Baraka farms into Colombia's La Punta oil field

Oct. 5, 2007
Baraka Petroleum acquired a stake in the La Punta oil field in eastern Colombia through an assignment agreement with Union Temporal Omega.

Rick Wilkinson
OGJ Correspondent

MELBOURNE, Oct. 5 -- Baraka Petroleum Ltd., Perth, acquired a stake in the La Punta oil field in eastern Colombia through an assignment agreement with Union Temporal Omega, a joint venture that includes TC Oil & Services SA, the technical operator of the field.

The agreement gives Baraka a net 8.28% share from La Punta-1, which is currently producing 1,400 b/d of 37° gravity oil from the Tertiary-age Mirador formation, a key producing horizon in the region.

Baraka also will be entitled to a 25.75% share of the recently begun liquids stripping gas business for the next 5 years, increasing to 50% share in September 2012.

In addition, the company will acquire 8.28% of future production from the Mirador Formation in the planned La Punta-2 well to be drilled at the end of this year.

The appraisal/development well is to be drilled up-dip from the discovery well, the exact location to be based on the data from a 45 sq km 3D seismic survey to be acquired this month.

La Punta-2 will target objectives deeper in the section, and Baraka will obtain a net 25.76% stake in future production from these deep formations.

Finally, Baraka has the rights to participate in future production from any other exploration wells to be drilled in the La Punta block, the timing of which will be discussed by the joint venture following the interpretation of the 3D survey.

Baraka's entry fee into the La Punta program begins with an initial payment of $1.5 million with a further $1.3 million due this month for the seismic program plus an additional cash consideration of $2 million.

A residual payment of $5.7 million will cover the drilling and completion of La Punta-2 and an upgrade of the field's production facilities.

Initial funding will come from cash reserves and cash flow from La Punta-1.

Baraka said the staged transactions enable the company time to structure funding options with minimal impact on cash reserves.

La Punta field is in the central Llanos Basin northeast of Bogotá and east of the Andes Mountains. It was found by Ecopetrol in 1985 but changed hands a number of times and was not brought on stream until 2004. The field is surrounded by other producing fields and a pipeline network delivers the oil to one of the country's refineries.

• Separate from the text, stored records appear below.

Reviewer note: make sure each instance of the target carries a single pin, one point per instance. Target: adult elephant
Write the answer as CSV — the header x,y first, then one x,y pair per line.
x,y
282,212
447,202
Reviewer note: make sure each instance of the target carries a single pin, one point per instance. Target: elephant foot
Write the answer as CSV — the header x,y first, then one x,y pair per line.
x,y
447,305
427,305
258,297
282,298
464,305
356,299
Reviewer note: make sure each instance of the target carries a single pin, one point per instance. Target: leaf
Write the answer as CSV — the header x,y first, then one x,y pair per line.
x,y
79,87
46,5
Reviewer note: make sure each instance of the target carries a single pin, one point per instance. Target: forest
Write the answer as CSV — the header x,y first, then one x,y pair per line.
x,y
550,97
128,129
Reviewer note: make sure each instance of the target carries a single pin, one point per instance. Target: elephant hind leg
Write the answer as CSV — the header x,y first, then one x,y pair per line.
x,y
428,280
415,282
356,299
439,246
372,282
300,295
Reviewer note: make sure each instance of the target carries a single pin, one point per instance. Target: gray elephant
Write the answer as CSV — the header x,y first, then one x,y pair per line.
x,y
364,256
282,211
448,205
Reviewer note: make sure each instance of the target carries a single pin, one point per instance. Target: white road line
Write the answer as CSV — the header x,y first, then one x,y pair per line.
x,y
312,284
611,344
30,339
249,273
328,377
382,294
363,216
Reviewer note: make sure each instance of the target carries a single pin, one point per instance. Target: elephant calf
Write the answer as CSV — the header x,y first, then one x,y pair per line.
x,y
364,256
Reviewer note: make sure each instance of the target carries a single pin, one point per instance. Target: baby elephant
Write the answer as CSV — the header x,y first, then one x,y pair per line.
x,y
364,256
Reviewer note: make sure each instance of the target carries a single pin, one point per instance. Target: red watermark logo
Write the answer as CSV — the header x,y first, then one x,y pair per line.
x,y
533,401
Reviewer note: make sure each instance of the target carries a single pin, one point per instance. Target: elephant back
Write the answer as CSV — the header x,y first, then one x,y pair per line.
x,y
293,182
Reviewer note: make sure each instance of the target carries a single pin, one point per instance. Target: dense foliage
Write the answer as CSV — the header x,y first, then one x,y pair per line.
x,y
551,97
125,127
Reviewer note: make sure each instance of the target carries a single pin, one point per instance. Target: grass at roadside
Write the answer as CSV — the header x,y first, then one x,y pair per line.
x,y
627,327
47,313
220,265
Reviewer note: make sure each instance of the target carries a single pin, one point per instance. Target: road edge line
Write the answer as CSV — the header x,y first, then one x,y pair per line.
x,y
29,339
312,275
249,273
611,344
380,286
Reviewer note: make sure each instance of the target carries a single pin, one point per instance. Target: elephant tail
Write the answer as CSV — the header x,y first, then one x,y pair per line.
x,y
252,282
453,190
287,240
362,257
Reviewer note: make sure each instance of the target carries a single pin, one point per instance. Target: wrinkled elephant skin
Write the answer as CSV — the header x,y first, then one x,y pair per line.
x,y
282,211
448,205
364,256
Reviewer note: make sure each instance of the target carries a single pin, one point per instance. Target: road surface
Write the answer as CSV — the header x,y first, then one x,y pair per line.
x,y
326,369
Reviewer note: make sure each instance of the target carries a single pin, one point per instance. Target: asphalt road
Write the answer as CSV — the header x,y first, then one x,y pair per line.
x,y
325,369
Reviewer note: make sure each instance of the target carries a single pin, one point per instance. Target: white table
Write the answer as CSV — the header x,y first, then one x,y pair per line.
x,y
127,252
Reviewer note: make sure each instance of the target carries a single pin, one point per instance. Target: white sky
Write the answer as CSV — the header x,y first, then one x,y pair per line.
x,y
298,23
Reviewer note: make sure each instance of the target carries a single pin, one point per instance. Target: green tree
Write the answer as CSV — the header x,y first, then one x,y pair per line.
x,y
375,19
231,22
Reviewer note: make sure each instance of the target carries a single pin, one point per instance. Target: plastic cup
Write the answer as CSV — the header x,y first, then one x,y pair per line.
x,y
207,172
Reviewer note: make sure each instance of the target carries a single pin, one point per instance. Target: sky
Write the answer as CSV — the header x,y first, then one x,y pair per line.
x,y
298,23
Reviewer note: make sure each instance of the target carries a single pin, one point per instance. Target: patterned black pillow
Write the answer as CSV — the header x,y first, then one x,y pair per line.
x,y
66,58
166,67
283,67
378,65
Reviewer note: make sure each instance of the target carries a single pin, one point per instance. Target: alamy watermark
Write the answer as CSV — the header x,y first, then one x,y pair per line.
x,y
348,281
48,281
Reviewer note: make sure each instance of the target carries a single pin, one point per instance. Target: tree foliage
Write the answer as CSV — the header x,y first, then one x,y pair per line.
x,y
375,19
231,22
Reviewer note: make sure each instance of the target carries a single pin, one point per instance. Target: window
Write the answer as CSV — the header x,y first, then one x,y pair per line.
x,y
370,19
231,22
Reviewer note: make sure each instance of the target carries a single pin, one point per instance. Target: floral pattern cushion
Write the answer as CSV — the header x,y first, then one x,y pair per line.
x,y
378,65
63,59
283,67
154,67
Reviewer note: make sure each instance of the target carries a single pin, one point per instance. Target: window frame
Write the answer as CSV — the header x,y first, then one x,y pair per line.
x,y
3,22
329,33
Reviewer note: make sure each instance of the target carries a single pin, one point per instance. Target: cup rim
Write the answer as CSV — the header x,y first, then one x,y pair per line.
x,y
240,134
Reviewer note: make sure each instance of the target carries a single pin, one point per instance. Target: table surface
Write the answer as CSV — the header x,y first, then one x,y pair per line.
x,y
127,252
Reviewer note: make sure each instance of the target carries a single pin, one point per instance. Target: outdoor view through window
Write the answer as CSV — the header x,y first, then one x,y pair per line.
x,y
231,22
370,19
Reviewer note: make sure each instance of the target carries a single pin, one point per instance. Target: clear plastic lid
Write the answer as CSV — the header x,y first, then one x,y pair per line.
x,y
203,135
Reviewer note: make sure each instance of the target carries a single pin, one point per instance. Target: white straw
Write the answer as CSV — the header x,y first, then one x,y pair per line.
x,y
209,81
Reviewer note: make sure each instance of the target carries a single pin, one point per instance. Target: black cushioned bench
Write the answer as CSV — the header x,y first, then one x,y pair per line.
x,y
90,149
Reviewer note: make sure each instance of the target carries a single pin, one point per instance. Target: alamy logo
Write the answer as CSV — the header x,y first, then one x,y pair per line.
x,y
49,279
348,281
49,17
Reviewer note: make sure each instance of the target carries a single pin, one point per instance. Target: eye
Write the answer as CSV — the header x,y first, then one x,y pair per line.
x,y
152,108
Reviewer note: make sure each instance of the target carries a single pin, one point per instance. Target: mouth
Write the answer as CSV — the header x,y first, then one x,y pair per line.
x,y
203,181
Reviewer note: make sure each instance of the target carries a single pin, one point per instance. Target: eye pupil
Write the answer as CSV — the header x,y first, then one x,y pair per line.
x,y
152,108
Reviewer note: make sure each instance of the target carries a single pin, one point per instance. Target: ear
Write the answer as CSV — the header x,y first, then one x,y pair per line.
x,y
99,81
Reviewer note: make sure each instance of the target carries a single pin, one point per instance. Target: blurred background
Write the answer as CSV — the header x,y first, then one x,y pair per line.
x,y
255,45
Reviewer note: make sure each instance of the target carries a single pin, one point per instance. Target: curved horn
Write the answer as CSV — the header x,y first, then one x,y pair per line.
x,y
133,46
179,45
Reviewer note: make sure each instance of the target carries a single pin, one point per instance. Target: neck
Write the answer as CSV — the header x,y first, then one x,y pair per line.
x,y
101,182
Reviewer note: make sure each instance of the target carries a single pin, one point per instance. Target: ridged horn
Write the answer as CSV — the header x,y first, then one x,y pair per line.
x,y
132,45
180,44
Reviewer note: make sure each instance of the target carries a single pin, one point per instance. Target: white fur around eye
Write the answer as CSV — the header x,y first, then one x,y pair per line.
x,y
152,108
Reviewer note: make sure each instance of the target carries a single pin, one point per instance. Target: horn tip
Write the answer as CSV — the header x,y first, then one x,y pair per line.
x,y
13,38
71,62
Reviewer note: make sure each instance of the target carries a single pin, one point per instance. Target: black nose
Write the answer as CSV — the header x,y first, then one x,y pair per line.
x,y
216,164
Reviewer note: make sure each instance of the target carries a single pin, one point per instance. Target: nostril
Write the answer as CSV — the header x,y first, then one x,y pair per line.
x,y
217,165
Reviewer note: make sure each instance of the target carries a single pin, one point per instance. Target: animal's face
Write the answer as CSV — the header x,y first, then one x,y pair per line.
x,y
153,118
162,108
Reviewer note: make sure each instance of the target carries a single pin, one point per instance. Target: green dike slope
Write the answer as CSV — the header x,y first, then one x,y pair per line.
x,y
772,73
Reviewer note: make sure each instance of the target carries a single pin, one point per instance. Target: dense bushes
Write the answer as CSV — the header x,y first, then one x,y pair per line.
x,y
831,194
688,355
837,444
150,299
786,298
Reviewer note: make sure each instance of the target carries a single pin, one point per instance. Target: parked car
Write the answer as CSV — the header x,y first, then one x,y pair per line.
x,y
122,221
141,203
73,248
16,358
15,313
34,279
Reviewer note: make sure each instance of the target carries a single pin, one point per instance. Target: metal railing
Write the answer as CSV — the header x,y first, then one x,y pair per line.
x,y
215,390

Managing director Mark Fenton explains the move to South America away from the company's West African roots.

"Most of the available deals in Africa are big and beyond our reach unless we are willing to go into the swamps of the Nigerian Delta. But that region has other problems that we don't want to be embroiled in," he said.

"On the other hand South America has a mosaic of deals of a sort to suit our plans," he said. "Colombia in particular has a string of opportunities. It is a particularly active oil industry location from a business point of view and there are plenty of deals in the US$2-10 million range.

Fenton said, "Baraka has very specific requirements. We want to begin with small programs to create a solid foundation and then gradually build up the portfolio. In 3 years time I would like to have several producing assets with a range of exploration prospects attached."

However Fenton is adamant that the new plans in no way signal a withdrawal from its grass-roots programs in the Taoudeni Basin of interior Mauritania and Mali.